True, but not every task in the enterprise is customer-facing, there's a lot of batch stuff still going on in the back-office. And even if your requirement has bursty workloads, there are technologies out there to allow you to power-up and power-down servers either to schedule or demand (last time I checked, Corrie did follow a predictable schedule, along with a predictably mind-numbing storyline). I've long nagged our vendor rep for some Atom-powered blades that will fit the same chassis as the x64 blades as we have some tasks which would suit this kind of low-CPU-power-but-continual-grind computing.

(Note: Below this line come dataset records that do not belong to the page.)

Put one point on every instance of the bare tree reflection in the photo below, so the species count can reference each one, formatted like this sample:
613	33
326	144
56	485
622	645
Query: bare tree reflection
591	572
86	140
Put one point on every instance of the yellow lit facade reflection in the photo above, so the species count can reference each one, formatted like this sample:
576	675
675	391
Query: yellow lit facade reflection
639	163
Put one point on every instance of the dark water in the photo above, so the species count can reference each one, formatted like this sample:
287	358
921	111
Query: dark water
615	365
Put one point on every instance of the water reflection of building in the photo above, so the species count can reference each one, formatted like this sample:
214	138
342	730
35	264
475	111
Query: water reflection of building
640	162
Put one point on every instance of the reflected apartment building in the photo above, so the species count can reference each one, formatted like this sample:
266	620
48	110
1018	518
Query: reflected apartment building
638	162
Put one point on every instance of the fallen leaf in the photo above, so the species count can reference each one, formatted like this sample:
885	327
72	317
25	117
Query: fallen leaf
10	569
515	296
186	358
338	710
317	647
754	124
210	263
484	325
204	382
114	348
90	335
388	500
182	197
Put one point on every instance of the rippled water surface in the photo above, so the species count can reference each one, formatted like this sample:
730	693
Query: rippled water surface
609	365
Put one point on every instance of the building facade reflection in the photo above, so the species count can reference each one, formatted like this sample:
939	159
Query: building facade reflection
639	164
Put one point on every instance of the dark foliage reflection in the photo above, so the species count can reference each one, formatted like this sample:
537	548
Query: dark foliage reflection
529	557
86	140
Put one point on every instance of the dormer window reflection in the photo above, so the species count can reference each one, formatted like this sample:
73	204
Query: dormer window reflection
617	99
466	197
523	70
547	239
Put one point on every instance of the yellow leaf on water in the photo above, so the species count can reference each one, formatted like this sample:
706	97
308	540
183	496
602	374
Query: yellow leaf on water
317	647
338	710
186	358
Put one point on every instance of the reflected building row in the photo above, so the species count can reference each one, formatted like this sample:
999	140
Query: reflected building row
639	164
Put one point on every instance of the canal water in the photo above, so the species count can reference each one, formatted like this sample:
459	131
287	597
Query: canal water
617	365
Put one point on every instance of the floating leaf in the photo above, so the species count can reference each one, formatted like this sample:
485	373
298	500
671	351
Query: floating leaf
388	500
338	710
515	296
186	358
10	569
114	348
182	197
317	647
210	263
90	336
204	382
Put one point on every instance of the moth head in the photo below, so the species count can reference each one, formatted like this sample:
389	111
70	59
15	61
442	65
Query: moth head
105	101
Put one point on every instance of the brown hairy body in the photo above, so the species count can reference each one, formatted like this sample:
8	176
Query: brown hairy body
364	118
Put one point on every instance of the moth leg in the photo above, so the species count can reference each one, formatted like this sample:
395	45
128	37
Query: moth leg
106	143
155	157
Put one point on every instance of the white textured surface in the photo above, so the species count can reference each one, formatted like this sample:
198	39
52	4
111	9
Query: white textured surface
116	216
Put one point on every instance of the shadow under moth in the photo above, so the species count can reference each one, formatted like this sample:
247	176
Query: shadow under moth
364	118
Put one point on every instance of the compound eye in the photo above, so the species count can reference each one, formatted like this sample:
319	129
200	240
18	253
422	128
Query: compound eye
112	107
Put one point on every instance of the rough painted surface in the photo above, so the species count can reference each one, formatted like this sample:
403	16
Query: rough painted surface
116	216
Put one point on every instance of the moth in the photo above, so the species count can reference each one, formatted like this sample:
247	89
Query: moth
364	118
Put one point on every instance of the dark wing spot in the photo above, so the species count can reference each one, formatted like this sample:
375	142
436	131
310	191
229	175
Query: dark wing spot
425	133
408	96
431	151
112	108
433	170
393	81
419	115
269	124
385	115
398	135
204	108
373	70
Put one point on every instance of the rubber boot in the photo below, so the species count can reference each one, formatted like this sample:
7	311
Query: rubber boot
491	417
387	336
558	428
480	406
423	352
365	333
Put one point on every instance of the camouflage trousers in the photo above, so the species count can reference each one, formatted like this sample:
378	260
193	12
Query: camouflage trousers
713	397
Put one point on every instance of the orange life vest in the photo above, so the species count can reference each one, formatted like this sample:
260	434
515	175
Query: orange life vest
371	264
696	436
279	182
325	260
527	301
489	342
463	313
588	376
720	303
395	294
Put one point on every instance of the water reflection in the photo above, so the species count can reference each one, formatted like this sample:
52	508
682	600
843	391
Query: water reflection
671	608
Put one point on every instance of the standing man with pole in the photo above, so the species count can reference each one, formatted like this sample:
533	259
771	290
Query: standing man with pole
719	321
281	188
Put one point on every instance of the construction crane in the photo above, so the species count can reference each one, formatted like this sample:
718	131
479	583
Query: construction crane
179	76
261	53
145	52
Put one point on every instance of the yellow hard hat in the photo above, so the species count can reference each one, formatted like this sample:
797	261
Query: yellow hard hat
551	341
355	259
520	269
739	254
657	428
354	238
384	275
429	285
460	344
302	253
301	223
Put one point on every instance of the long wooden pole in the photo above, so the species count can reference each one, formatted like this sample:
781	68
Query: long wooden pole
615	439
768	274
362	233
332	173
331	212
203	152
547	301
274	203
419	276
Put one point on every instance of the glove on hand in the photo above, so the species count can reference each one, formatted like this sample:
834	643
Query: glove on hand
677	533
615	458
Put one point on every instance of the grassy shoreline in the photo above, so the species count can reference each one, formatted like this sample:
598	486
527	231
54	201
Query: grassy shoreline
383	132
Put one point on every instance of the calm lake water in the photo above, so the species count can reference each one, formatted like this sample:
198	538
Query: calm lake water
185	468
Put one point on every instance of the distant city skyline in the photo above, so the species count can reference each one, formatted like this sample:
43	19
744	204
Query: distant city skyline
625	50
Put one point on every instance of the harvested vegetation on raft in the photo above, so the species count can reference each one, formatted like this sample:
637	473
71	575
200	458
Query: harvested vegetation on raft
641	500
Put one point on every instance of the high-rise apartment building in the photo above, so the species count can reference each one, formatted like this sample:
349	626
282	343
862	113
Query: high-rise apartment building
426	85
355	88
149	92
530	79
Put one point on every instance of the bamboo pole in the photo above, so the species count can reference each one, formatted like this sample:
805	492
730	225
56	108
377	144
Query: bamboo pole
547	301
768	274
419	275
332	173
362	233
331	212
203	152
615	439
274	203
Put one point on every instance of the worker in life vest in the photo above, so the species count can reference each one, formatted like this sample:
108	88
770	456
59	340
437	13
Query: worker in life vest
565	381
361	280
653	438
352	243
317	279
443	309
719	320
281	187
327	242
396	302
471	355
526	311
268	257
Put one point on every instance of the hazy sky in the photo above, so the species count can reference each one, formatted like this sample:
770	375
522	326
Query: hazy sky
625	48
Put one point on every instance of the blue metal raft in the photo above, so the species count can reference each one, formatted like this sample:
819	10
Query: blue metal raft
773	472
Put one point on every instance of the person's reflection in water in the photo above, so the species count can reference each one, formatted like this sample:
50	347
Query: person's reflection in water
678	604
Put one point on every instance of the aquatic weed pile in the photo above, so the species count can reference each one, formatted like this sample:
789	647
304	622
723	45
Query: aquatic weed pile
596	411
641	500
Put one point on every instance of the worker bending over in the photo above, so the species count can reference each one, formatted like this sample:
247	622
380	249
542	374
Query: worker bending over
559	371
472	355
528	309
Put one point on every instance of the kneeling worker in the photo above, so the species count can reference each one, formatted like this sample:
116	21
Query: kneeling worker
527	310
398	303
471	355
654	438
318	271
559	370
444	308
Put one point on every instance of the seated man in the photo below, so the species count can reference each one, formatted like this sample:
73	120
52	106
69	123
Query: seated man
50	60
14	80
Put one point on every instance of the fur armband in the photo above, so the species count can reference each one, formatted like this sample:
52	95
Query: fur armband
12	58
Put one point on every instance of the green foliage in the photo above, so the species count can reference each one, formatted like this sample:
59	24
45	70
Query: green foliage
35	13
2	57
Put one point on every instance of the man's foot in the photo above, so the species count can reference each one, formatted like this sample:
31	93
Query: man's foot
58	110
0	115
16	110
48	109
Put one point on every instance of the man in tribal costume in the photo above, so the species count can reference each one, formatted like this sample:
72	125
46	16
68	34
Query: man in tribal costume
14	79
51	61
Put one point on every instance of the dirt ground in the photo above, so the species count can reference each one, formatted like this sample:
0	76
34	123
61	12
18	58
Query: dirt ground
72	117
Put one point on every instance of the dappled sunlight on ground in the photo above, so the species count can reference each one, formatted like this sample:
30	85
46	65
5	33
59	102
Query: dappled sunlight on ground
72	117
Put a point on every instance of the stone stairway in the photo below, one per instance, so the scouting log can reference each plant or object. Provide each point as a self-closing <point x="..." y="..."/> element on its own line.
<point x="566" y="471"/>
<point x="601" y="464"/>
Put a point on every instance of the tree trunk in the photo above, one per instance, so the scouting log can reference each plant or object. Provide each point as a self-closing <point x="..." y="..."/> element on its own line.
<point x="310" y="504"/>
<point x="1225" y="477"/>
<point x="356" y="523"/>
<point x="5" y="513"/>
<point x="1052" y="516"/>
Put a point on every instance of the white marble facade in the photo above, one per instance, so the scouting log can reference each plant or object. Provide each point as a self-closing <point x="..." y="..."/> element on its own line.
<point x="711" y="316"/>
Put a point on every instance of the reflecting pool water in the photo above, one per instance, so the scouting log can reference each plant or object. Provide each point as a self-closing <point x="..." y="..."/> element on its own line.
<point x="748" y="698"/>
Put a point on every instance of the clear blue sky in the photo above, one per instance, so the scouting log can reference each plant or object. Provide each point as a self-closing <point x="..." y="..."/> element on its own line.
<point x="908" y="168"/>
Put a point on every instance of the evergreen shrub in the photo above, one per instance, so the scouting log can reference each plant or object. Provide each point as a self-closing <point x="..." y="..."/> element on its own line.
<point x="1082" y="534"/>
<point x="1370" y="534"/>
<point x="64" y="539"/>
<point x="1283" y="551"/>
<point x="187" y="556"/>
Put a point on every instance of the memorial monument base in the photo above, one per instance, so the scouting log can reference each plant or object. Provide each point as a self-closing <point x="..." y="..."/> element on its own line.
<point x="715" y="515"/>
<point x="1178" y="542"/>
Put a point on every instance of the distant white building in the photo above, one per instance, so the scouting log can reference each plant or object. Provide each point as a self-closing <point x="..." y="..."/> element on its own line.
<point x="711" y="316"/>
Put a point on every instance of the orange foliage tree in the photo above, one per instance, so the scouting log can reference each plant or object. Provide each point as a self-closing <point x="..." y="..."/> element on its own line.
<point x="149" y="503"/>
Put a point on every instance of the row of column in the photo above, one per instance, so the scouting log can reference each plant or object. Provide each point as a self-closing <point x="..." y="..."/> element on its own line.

As an example, we have a rack of old DL320s with Celeron CPUs. They were bought years ago for a project where we needed a bank of backup servers for some Linux clusters, but our commercial backup software of the time didn't cover Linux. Instead, one of our Linux gurus (and he was the real item, sandals and all!) wrote a simple backup program that sits on top of standard x86 Red Hat, and CPU power is not really required. At the time, the simplest and cheapest servers were the DL320s. I would love to replace them with blades, but the current IBM and hp x64 blades we use are overkill for the task. Atom-based blades or servers, especially if we could boot them from flash or USB keys, would be perfect as we could just port the current Linux code, whereas anything like T2+ would be both too expensive and require a code re-write (and there's no Linux support on T2+) or a new backup app. Unfortunately, there is little chance of management allowing us to build a DIY FAWN rack for the job as they insist everything has to be covered by support contracts.

So, I'm looking at hp and IBM to step up and make me some Atom blades that will fit the generic chassis. Come on, guys, it can't be that hard?